The latest exhibition of Rudolf Sikora (1946 Žilina) at the Bratislava City Gallery, titled EKO(KO)MIX, is devoted to the 50th anniversary of the Club of Rome´s foundation. It has been drawn up as an urgent call to all those who care about the future of our civilisation and our planet. According to the leading scientists from all around the globe, the civilisation faces the acute environmental threat, being not far away from self-destruction. The artist has engaged in the ecological issues since the very beginning of his career at the turn of the 1960s and 1970s; later he connected the issue of ecology with his cosmological reflections. The materials of the Club of Rome helped him to understand the urgency of solving ecological issues. Futurological reflections and ecological warnings, which have appeared in his works on a regular basis, are among the leitmotifs of his body of work. Recently he has discovered the format of so-called (eco)comics. Drawn with passion and often also subconsciously, they are filled with images and texts in the form of “graffiti”, mixed together using a computer and finally completed.

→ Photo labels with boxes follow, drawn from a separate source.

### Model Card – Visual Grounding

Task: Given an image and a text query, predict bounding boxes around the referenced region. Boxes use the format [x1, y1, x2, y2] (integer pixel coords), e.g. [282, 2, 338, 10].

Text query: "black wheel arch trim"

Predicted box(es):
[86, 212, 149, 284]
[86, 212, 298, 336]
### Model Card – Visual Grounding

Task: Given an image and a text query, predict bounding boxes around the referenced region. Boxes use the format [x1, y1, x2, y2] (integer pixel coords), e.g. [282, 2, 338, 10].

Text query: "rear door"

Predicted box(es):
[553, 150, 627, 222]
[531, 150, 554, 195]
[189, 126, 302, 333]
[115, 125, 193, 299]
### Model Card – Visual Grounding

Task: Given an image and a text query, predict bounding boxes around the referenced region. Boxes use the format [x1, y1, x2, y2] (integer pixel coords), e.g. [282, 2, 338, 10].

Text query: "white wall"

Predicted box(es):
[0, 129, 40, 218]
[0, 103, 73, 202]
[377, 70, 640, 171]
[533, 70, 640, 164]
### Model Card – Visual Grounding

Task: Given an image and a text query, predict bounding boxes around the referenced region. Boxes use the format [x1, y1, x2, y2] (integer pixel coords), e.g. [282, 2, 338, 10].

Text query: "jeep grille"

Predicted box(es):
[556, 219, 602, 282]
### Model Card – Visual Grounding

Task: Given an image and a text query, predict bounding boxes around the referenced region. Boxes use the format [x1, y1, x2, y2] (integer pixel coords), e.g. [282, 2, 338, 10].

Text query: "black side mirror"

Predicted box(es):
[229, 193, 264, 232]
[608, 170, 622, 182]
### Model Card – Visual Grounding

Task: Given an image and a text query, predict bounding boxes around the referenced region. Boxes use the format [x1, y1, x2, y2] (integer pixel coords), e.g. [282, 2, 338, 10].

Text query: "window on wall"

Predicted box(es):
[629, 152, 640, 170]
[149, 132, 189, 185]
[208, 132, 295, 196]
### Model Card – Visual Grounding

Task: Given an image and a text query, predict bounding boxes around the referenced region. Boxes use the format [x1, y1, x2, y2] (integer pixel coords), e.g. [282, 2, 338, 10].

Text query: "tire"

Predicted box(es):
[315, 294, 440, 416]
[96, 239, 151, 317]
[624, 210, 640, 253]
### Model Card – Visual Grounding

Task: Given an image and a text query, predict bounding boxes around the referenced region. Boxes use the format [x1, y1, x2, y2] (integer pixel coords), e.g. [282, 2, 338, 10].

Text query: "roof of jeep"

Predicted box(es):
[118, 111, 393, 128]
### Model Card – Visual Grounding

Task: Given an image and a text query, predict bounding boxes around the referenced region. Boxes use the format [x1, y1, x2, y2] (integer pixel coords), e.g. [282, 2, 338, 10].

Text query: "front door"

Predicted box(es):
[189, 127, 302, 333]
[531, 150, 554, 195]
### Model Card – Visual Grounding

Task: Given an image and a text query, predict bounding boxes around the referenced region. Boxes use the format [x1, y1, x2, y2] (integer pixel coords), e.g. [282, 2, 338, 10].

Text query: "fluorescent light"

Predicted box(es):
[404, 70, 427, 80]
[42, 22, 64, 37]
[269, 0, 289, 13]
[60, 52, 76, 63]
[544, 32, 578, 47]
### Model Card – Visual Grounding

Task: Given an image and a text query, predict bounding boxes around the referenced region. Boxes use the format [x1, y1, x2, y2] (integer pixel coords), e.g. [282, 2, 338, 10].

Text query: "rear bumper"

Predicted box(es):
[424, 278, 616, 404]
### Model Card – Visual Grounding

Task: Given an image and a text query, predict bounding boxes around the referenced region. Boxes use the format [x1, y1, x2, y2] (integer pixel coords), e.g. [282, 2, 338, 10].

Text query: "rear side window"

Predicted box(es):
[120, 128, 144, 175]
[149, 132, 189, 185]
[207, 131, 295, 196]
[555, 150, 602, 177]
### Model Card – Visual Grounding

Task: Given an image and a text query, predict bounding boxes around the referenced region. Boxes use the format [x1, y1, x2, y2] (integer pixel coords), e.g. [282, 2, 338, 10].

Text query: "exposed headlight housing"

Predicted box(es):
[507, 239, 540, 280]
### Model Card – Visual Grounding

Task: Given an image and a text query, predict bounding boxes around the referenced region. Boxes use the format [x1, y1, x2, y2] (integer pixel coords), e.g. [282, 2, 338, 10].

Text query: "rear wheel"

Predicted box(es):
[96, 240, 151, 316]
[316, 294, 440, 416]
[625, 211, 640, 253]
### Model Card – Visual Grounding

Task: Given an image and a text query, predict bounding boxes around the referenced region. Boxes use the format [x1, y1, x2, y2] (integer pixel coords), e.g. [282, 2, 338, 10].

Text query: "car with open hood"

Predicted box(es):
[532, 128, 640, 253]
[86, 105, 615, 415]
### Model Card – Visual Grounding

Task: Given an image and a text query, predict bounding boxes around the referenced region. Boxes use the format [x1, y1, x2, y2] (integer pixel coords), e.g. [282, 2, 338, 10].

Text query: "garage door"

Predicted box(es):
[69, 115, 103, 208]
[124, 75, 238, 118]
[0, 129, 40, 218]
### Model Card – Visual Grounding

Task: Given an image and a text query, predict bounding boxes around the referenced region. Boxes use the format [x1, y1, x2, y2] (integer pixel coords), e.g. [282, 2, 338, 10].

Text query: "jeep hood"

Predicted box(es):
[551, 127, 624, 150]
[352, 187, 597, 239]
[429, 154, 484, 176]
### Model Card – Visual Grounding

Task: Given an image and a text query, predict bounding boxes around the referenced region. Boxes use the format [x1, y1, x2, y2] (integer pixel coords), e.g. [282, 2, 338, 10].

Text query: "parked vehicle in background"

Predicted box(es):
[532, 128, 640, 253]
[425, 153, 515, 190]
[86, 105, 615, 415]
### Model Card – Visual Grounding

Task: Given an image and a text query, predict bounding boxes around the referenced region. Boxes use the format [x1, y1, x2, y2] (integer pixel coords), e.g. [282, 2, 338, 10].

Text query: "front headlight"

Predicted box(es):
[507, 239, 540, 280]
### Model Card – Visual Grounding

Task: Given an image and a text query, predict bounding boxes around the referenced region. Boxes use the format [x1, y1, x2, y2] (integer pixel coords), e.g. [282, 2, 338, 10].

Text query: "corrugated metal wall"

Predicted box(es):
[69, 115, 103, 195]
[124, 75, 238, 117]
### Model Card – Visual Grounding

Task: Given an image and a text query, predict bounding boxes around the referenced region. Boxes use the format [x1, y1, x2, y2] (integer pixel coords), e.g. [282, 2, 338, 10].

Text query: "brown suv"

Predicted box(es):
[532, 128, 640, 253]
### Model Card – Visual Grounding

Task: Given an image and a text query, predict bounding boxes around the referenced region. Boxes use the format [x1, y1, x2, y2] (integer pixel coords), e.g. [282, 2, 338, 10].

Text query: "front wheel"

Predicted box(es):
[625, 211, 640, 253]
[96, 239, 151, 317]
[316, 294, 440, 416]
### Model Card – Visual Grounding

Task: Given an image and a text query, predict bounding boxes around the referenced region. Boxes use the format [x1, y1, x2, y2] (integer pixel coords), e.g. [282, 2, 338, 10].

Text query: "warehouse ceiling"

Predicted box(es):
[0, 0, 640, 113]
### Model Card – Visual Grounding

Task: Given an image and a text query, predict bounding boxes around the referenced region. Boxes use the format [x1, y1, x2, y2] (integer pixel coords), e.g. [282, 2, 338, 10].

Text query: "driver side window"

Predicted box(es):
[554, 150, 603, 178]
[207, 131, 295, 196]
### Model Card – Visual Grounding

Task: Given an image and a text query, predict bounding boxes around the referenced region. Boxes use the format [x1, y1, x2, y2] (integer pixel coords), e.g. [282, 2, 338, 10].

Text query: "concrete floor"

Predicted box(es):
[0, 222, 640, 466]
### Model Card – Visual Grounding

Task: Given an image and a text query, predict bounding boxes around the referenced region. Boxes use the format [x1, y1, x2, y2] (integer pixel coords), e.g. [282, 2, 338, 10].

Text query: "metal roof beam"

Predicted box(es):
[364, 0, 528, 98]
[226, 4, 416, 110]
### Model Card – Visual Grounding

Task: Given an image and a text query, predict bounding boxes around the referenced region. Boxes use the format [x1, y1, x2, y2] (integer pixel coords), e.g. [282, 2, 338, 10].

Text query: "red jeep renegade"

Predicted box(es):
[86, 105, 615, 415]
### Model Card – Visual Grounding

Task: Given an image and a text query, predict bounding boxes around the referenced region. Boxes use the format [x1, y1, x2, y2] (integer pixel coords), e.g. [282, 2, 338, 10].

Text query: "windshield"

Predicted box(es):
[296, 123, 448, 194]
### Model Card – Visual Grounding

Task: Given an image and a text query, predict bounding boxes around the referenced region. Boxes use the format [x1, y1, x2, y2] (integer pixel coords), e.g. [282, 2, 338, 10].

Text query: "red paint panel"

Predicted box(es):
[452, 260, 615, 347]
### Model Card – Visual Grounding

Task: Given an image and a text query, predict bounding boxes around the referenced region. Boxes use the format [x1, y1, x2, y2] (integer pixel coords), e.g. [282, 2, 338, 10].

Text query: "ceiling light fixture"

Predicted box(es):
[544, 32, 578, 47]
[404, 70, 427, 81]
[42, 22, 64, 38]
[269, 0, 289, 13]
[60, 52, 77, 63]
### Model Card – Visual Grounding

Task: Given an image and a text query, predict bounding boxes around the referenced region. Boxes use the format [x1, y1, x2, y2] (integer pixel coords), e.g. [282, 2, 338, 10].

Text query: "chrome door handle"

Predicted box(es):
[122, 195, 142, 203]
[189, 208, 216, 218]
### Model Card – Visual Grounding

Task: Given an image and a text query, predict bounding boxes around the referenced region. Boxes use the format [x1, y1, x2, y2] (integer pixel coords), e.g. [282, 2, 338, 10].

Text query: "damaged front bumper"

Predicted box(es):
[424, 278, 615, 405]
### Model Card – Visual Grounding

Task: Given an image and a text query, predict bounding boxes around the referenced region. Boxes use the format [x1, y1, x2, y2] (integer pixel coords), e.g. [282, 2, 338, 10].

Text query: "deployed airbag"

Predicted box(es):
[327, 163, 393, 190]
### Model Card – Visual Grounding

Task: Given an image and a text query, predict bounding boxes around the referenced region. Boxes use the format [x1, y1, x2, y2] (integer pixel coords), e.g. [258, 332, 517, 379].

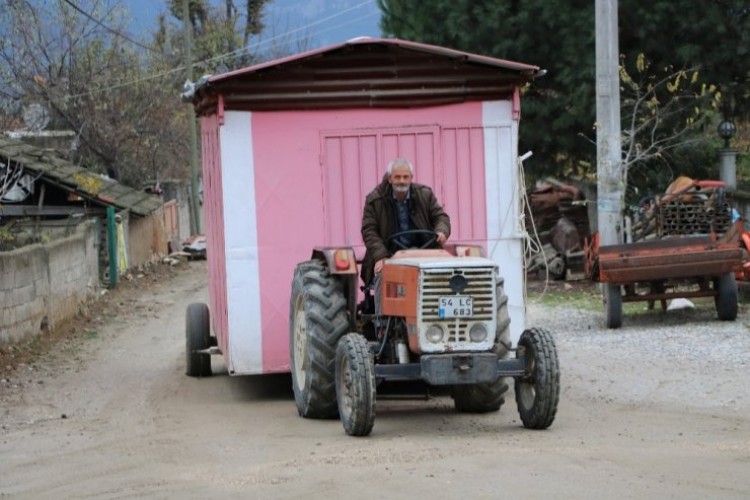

The artist often uses notes and texts to intervene in his previous works, commenting on the current alarming state of our civilisation. Sikora belongs to the artists who voluntarily carry the weight of the world on their shoulders when it comes to ecological and social problems of both individual and humankind in general. He continues in his quest for powerful, although “darkened” and gloomy visual metaphors for the problems. He typically supplements his warning messages with radical calls to the world´s most powerful people. Although Sikora´s artistic gesture is still very vital and filled with energy, the human being – inhabitant of the earth inside him constantly challenges things, thinking about the meaning (the end?) of our journey... He provokes and prompts people to think and act, at least those who can still do it. That´s also one of the reasons why the exhibition has been perceived as a comprehensive conceptual and visual gesture. “The time we have for remedy is incredibly short... I perceive the current ecological situation as a big reminder – an interrogation mark hanging over our civilisation,” says the artist. Rudolf Sikora does not want anyone to stay indifferent.